← Back to context

Comment by _pdp_

12 hours ago

One of our projects has 1.2K open pull requests.

https://i.postimg.cc/Jnfk9b8g/Xnapper-2026-02-28-22-25-42.pn...

We probably accept 1-2 per day.

I personally discard code for the tiniest of reasons. If something feels off moments after I open the PR, it gets deleted. The reason we still have 1.2K open PRs is because we can't review all of them in time.

The most likely solution is to delete all of them after a month or two. By that time the open PRs on this project alone will be at least 10-20 more.

Doesn't seem like too efficient process, no? Seems to me like investment in better quality of the output is exactly what is needed here, wouldn't you agree?

  • I feel they sit of on the opposite end of the OP here. One wants to write out specs to control the agent implementation to achieve a one shot execution. Other side says: let’s won’t waste time of humans writing anything.

    I’m personally torn. A lot of the spec talk and now here in combination with TDD etc feels like the pipe dreams of the mid 2000. There was this idea of the Architect role who writes UML and specs. And a normal engineer just fills in the gaps. Then there was TDD. Nothing against it personally. But trying to write code in test first approach when you don’t really have a clue how a specific platform/system/library works had tons of overhead. Also the side effect of code written in the most convenient way to be tested and not to be executed. All in all to throw this ideas together for AI now… But throwing tokens out of the window and hoping for the token lottery to generate the best PR is also not the right direction in my book. But somebody needs to investigate in both extremes I say.

    • Actually, nobody said the spec needs to be written by humans.

      My personal opinion: with today's LLMs, the spec should be steered by a human because its quality is proportional to result quality. Human interaction is much cheaper at that stage — it's all natural language that makes sense. Later, reasoning about the code itself will be harder.

      In general, any non-trivial, valuable output must be based on some verification loop. A spec is just one way to express verification (natural language — a bit fuzzy, but still counts). Others are typecheckers, tests, and linters (especially when linter rules relate to correctness, not just cosmetics).

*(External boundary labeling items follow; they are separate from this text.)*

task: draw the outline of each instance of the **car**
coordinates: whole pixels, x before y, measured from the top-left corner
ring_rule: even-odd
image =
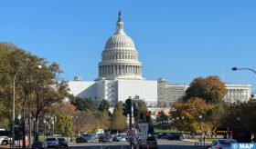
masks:
[[[80,136],[76,138],[76,143],[91,143],[91,140],[89,137]]]
[[[31,148],[33,149],[46,149],[48,144],[43,141],[36,141],[32,144]]]
[[[111,143],[112,142],[112,138],[111,135],[104,134],[99,137],[99,143]]]
[[[54,147],[54,148],[59,148],[59,140],[55,137],[49,137],[46,139],[46,144],[48,144],[48,147]]]
[[[168,136],[169,136],[168,134],[158,134],[157,138],[159,138],[159,139],[167,139]]]
[[[59,147],[60,146],[69,147],[69,143],[68,143],[68,141],[65,138],[60,137],[60,138],[58,138],[58,140],[59,140]]]
[[[157,140],[154,136],[147,136],[145,143],[140,141],[137,145],[140,149],[157,149]]]
[[[82,137],[85,138],[86,140],[91,142],[91,143],[94,142],[97,138],[94,134],[82,134]]]
[[[167,136],[167,140],[181,141],[179,134],[172,134]]]
[[[112,141],[114,141],[114,142],[126,142],[125,135],[119,134],[117,136],[114,136],[112,138]]]
[[[221,149],[231,149],[231,144],[237,144],[237,141],[234,139],[215,139],[209,149],[216,149],[216,148],[221,148]]]

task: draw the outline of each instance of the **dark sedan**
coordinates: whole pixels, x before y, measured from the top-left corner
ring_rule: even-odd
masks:
[[[145,143],[140,142],[138,146],[139,146],[140,149],[144,149],[144,148],[145,149],[147,149],[147,148],[157,149],[157,141],[154,136],[148,136],[147,139],[146,139],[146,142]]]
[[[237,144],[237,141],[234,139],[216,139],[212,142],[209,148],[229,149],[231,148],[231,144]]]
[[[91,140],[90,140],[90,138],[85,138],[85,137],[78,137],[76,138],[76,143],[91,143]]]
[[[176,140],[181,141],[179,134],[169,134],[167,140]]]
[[[32,144],[31,147],[33,149],[46,149],[48,148],[48,144],[43,141],[36,141]]]
[[[111,143],[112,142],[112,138],[111,135],[101,135],[99,137],[99,143]]]
[[[68,141],[65,138],[60,137],[60,138],[58,138],[58,140],[59,140],[59,146],[69,147]]]

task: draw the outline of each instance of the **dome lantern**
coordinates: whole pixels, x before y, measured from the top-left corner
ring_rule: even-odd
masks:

      Personally, on non-trivial tasks, I see very good results with iterative, interactive, verifiable loops:

      - Start with a task

      - Write spec in e.g. SPEC.md → "ask question" until answer is "ok"/proceed

      - Write implementation PLAN.md — topologically sorted list of steps, possibly with substeps → ask question

      - For each step: implement, write tests, verify (step isn't done until tests pass, typecheck passes, etc.); update SPEC/PLAN as needed → ask question

      - When done, convert SPEC.md and PLAN.md into PR description (summary) and discard

      ("Ask question" means an interactive prompt that appears for the user. Each step is gated by this prompt — it holds off further progress, giving you a chance to review and modify the result in small bits you can actually reason about.) The workflow: you accept all changes before confirming the next step. This way you get code deltas that make sense. You can review and understand them, and if something's wrong you can modify by hand (especially renames, which editors like VS Code handle nicely) or prompt for a change. The LLM is instructed to proceed only when the re-asked answer is "ok".

      This works with systems like VSCode Copilot, not so much with CC cli.

      I'm looking forward to an automated setup where the "human" is replaced by an "LLM judge" — I think you could already design a fairly efficient system like this, but for my work LLMs aren't quite there yet.

      That said, there's an aspect that shouldn't be forgotten: this interactive approach keeps you in the driving seat and you know what's happening with the codebase, especially if you're running many of these loops per day. Fully automated solutions leave you outside the picture. You'll quickly get disconnected from what's going on — it'll feel more like a project run by another team where you kind of know what it does on the surface but have no idea how. IMO this is dangerous for long-term, sustainable development.